If you’ve had trouble hearing, you might be asking yourself, “can I reverse hearing loss?” The answer is not particularly clear cut.
Hearing loss can be a significant frustration and reduce the quality of life. It can also be scary. Poor hearing is associated with isolation, depression, and other symptoms that you ultimately don’t want.
Finding ways to restore hearing, therefore, is a priority for many.
But can you get your hearing back?
It ultimately depends on what’s causing the problem.
When hearing loss is caused by damage to tissue in the ear, auditory nerves, or cilia—the tiny hairline cells in the ear—it is irreversible. The only way to regain hearing would be with a hearing aid or cochlear implant.
But that is not the only reason why you could have trouble hearing.

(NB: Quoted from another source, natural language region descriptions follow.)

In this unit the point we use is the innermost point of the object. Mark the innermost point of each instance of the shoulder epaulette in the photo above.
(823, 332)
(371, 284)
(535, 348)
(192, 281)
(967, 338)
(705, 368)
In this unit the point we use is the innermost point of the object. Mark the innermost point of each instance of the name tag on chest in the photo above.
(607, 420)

Sometimes, blockage or obstruction can occur that inhibits your ability to process sound. In many cases, this type of hearing loss can be restored.

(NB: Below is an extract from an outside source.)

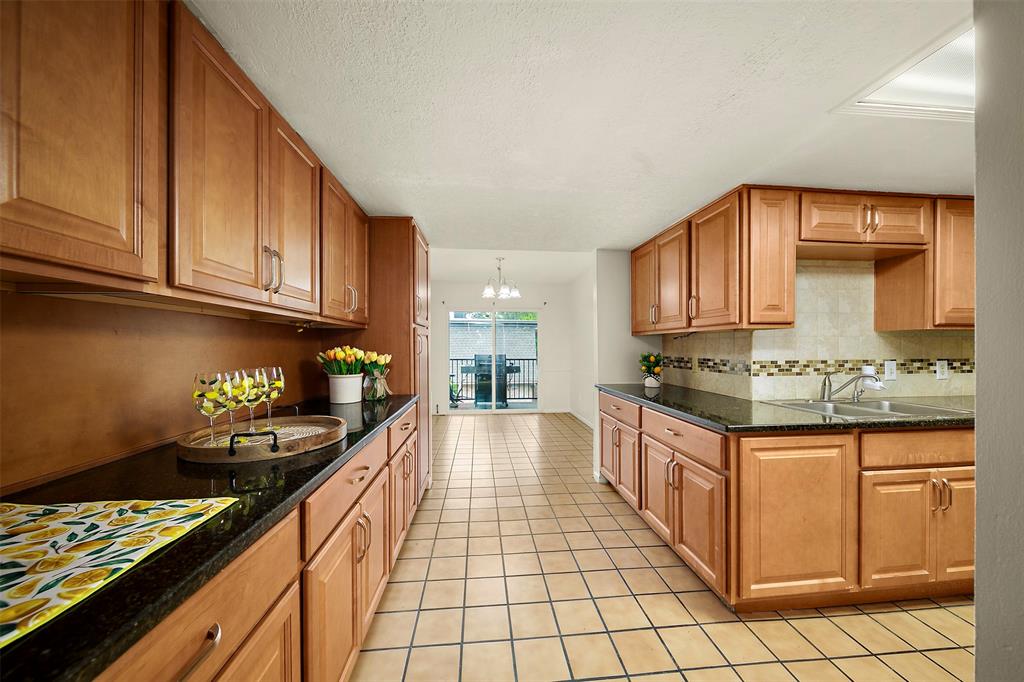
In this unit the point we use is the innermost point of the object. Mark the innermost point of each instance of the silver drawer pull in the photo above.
(209, 644)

This type of hearing loss is called conductive hearing loss, and it can arise from several causes. Some types include:
- Wax buildup
- Abnormal growths
- Foreign objects in your ear
Hearing can be restored if these blockages are safely removed.
Earwax helps to protect and clean ears, and your ears will generally moderate wax levels. If you use cotton swabs to clean your ears, you may push the wax in deeper and potentially cause a blockage that will make it harder to hear.

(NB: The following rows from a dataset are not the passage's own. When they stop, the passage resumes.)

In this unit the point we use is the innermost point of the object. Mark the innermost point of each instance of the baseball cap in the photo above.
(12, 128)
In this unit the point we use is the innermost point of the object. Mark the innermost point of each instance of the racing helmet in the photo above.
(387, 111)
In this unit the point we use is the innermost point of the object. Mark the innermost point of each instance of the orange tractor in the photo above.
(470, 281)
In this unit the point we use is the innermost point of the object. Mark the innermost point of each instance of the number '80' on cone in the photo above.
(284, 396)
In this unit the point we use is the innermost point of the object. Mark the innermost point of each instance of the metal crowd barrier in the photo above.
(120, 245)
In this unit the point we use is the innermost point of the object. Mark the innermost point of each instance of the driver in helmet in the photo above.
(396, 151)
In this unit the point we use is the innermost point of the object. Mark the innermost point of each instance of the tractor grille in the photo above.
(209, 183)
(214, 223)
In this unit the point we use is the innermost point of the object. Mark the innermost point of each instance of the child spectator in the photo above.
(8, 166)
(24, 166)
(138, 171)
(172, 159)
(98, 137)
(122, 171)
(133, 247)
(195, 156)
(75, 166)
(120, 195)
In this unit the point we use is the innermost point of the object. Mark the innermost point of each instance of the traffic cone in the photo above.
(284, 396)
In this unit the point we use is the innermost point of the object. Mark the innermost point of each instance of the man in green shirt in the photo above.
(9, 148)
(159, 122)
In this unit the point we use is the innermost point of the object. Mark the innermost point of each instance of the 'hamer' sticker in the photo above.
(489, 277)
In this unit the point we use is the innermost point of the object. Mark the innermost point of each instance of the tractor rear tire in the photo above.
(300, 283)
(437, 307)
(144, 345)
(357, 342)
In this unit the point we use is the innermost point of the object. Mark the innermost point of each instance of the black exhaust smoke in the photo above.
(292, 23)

Mineral or baby oil can help soften wax to work its way out.
Hearing impairments caused by infections are also reversible. Antibiotics generally take care of the problem. However, they aren’t always needed. Sometimes, they take care of themselves, and an ear flush can get rid of any residue.
Growths or foreign objects can generally be removed. If they have not caused any tissue damage, hearing should be fully restored once they are gone.
Hearing loss can be alarming regardless of the cause, but it doesn’t always signal the beginning of the end. Depending on the cause, hearing loss could be reversible.